A Confusion of Vines
Photograph on metal, 30″ x 16″, unframed
Old Wine Barrels at Stony Hill Vineyards
Photograph on metal, 24″ x 20″, unframed
Photography has always been a love of mine. Over the years I was the designated family photographer and played with the medium, although not very seriously. In 1997, however, I made a decision to learn more about the craft and art of photography.
I was lucky enough to connect with the Photography Department of the Napa Valley College, where under the guidance of Ron Rogers, Chuck Stefanetti and Ron Zak, I began to develop my interest into a passion for the intimate eye of photography. During this time, as well, I, with three other Napa Valley College photography students, Sharyn Danielson, Len Powers and Joan Steinthal, became a founding member of the Napa Valley Photographic Society, now about to celebrate it’s 18h anniversary.
Over the years, my work in photography has taken a number of turns. One, landscape photography allows me in a quiet, reflective, and passionate way, to be part of a greater picture and to enjoy and share what I see with a greater depth.
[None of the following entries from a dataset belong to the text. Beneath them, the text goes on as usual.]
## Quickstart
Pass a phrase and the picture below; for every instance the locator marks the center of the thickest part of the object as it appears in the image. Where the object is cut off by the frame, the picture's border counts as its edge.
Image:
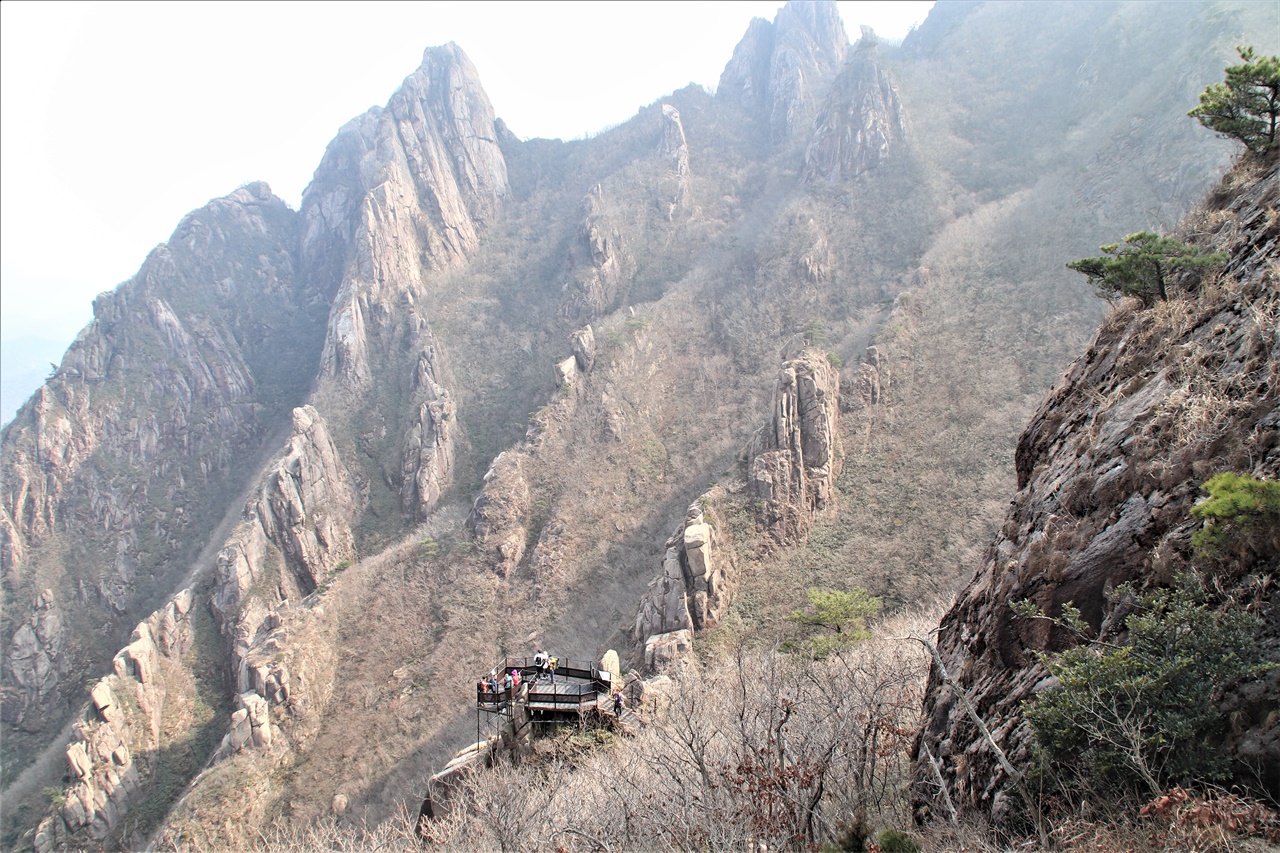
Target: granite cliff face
(1107, 473)
(862, 121)
(780, 69)
(174, 383)
(796, 455)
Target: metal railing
(588, 682)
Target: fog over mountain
(635, 398)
Another area of interest for me is travel photography. Traveling is something that I love, that captures my imagination, and allows me a chance to divert into different cultures. It is a time of seeing things for the first time, and my camera becomes my recorder of intense, special images on the fly. For me it is an exciting, exhilarating way of being in the moment, and allows me to enter into a secret world I then can share with others.
I am also a portrait photographer, and specialize in portraits of children and families. This area of photography, is for me, an ultimate art of intimacy. I am invited to be, for a moment, part of the life of those whom I photograph. It is an incredible place of privilege and trust.
Although these seem like very different aspects of photography, what connects them all for me are images that reflect a sense of place, light and design. Whether in small detail, or broad sweep, a direct glance or a discrete moment, each image comes through my lens to communicate with others.